Today, as promised, a post on zombies. Not just any zombies. Zombie goats.
Unlike ordinary zombies who stalk through the streets muttering "Brains! Brains!" with the single goal of finding an unwary human and dining on the contents of their cranium, zombie goats are a much more insidious creature. As I've discovered an inexcusable lack of information on the Internet regarding this terrifying threat to our way of life, I will now take it upon myself to educate the public:
Ways in Which Zombie Goats Differ From Ordinary Zombies:
1. They are goats.
2. They do not have to die to be infected with the Zombiagulus Virus and indeed are often born with it.

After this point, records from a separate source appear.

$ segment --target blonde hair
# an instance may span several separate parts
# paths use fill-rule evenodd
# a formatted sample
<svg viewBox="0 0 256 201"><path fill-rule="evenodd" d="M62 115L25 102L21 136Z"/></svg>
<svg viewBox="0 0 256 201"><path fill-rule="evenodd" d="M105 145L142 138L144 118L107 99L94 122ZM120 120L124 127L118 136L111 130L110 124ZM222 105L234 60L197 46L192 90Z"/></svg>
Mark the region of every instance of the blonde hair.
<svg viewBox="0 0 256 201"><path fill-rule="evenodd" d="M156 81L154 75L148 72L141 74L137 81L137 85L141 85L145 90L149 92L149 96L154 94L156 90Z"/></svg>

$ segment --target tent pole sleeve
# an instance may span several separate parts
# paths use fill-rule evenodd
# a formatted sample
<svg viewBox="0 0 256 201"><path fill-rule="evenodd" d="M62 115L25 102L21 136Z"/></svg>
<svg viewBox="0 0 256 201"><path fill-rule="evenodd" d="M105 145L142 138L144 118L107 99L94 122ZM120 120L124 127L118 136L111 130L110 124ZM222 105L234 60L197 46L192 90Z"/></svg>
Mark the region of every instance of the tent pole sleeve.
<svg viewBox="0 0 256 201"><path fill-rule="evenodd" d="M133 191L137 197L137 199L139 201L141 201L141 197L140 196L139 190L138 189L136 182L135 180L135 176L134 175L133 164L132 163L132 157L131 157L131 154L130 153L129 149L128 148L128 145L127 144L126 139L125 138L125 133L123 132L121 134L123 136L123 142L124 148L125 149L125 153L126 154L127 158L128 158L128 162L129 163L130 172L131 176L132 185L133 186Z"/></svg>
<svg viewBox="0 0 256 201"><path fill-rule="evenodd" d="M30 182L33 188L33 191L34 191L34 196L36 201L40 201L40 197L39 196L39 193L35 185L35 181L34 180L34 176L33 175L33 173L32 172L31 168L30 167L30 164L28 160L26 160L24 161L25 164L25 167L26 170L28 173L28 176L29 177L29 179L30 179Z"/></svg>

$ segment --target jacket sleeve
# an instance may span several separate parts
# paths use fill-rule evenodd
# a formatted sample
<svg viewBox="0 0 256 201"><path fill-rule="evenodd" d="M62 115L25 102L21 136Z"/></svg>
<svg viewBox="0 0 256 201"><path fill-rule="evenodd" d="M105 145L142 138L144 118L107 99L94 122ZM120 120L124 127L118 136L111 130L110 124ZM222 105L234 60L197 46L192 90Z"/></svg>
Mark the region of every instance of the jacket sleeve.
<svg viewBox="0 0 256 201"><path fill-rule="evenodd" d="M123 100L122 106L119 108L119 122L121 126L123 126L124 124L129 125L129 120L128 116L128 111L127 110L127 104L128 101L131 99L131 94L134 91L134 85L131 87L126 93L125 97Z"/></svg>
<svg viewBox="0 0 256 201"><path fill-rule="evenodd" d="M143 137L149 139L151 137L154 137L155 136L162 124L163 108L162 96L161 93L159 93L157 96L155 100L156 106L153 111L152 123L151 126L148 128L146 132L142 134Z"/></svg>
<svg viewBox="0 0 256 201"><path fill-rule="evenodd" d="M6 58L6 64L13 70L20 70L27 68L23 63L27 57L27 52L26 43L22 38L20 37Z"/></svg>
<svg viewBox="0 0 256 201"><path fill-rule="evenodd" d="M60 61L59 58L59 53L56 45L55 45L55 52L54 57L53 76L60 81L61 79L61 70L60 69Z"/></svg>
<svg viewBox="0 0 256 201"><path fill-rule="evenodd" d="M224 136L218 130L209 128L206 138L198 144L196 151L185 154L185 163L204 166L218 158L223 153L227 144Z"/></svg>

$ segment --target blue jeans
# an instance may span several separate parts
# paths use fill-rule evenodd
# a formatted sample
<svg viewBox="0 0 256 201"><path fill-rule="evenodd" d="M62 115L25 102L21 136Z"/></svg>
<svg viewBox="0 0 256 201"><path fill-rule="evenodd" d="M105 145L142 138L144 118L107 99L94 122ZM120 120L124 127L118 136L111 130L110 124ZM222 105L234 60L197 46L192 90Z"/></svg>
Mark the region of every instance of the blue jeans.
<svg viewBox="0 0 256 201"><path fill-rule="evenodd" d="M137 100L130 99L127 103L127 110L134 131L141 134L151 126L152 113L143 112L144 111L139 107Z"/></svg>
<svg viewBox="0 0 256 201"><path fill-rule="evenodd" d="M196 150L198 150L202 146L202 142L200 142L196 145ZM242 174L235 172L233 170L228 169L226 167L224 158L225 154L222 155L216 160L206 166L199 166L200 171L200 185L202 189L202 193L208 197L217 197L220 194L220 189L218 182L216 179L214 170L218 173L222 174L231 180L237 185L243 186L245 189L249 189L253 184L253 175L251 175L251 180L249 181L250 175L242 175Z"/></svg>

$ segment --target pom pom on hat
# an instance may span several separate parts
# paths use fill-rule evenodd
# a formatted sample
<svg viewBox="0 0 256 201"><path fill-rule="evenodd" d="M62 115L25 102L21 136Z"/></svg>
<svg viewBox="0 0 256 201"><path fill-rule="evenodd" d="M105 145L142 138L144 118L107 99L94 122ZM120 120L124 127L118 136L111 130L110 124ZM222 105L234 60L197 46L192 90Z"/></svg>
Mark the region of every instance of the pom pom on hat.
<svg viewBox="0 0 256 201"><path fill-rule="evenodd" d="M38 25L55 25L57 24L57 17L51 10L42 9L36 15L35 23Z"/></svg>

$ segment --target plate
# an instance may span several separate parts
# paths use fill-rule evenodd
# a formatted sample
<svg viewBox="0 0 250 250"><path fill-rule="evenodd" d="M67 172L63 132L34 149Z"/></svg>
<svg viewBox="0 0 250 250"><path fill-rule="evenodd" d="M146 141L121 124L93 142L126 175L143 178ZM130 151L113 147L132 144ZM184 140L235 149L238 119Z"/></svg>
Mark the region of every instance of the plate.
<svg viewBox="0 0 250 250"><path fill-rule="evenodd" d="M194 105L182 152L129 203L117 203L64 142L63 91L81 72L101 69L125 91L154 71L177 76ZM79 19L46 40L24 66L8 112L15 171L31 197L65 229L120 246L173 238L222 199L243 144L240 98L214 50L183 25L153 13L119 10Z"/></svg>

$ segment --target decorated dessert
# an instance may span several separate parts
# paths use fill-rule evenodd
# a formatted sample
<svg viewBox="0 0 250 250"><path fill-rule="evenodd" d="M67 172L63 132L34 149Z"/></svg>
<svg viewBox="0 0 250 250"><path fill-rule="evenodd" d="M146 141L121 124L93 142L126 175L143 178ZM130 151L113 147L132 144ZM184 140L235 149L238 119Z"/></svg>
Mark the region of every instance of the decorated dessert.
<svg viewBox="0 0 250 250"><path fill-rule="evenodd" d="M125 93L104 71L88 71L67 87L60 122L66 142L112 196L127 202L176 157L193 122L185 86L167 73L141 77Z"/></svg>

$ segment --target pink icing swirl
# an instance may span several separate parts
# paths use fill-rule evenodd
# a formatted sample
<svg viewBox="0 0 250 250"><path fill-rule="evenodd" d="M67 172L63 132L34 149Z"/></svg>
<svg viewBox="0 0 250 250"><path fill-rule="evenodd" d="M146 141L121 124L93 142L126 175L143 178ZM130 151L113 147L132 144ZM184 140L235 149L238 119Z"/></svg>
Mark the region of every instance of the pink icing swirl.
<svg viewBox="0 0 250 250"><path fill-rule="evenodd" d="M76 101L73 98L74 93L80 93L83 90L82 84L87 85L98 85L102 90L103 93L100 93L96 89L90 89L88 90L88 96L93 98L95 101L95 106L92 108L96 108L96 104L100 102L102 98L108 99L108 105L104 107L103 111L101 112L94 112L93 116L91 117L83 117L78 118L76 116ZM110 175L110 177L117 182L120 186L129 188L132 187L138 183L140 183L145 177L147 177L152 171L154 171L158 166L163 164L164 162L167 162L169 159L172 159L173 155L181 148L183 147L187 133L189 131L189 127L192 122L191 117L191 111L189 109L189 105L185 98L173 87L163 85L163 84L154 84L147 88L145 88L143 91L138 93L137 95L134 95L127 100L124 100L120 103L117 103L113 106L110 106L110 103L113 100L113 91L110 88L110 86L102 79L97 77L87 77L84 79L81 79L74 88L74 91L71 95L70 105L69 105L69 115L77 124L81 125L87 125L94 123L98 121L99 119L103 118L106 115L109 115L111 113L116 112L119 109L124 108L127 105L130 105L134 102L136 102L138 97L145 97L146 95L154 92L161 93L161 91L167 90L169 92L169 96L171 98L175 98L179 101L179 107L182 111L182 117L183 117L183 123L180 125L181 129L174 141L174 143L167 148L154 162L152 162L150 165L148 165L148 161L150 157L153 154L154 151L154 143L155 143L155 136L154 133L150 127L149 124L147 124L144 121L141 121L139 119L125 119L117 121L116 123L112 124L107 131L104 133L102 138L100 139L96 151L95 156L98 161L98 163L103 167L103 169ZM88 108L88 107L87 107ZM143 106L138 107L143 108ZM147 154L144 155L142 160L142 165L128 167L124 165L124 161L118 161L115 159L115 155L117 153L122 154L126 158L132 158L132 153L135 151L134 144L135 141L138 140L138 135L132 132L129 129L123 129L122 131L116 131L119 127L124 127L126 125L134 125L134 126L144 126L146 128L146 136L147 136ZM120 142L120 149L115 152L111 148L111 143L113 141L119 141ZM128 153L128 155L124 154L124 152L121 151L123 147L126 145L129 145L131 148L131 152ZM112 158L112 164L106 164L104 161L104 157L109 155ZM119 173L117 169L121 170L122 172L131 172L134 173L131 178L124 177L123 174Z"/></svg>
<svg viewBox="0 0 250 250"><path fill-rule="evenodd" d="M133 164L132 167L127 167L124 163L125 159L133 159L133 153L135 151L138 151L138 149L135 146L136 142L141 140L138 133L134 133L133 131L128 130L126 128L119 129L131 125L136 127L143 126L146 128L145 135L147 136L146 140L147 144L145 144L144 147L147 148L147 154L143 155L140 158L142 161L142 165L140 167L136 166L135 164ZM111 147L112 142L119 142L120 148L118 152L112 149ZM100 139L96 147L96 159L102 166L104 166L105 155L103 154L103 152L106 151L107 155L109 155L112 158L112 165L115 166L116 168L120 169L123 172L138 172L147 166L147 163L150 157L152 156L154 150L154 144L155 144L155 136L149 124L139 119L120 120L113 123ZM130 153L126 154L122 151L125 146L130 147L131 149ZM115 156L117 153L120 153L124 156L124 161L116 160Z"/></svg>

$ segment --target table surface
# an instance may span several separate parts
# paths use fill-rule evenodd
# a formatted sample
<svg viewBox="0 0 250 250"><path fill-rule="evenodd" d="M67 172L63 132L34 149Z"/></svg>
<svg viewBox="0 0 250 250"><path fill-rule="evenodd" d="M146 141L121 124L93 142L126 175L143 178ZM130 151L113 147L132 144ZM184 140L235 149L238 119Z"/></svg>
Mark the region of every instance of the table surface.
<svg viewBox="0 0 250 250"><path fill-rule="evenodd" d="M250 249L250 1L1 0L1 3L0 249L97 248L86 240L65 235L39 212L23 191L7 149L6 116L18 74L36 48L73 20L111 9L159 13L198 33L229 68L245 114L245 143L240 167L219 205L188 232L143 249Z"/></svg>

3. They show no preference for brains so donning your protective Zombie Helmet does nothing to keep you safe.
4. They lure their victims with displays of cuteness.
5. They chew anything and everything, often starting with the outer limbs so as to render their victims incapable of flight.
6. They pretend to be foolishly stupid, lulling their victims into complacency before they strike.
7. They infiltrate even the most sacred of human-animal sanctuaries: The Petting Zoo.
Ways To Repel the Zombie Goat:
1. Wear stripes, solid colors, or nothing at all. Whatever you do, DON'T WEAR PLAID. It aggravates the unnatural horizontal pupil of the Zombie Goat.
2. Play anti-Zombie Goat music--Vintage 80's, Classic Rock, and Elvis are sure repellents. Be careful, however. Playing Barry Manilow or Bette Midler has been known to spark county-wide Zombie Goat riots, leaving very few survivors.
3. Avoid the hairstyle-that-wouldn't-die: The Mullet. Zombie Goats recognize those wearing a Mullet as natural prey. Something about Survival of the Fittest and Natural Selection.
Ways To Defeat The Evil Zombie Goat:
1. The Zombie Goat has only one natural predator:
Don't have one of these? Get one. Fast. Don't wait for tragedy to strike. Act now. Zombie Cats available at local pet shelters in your area.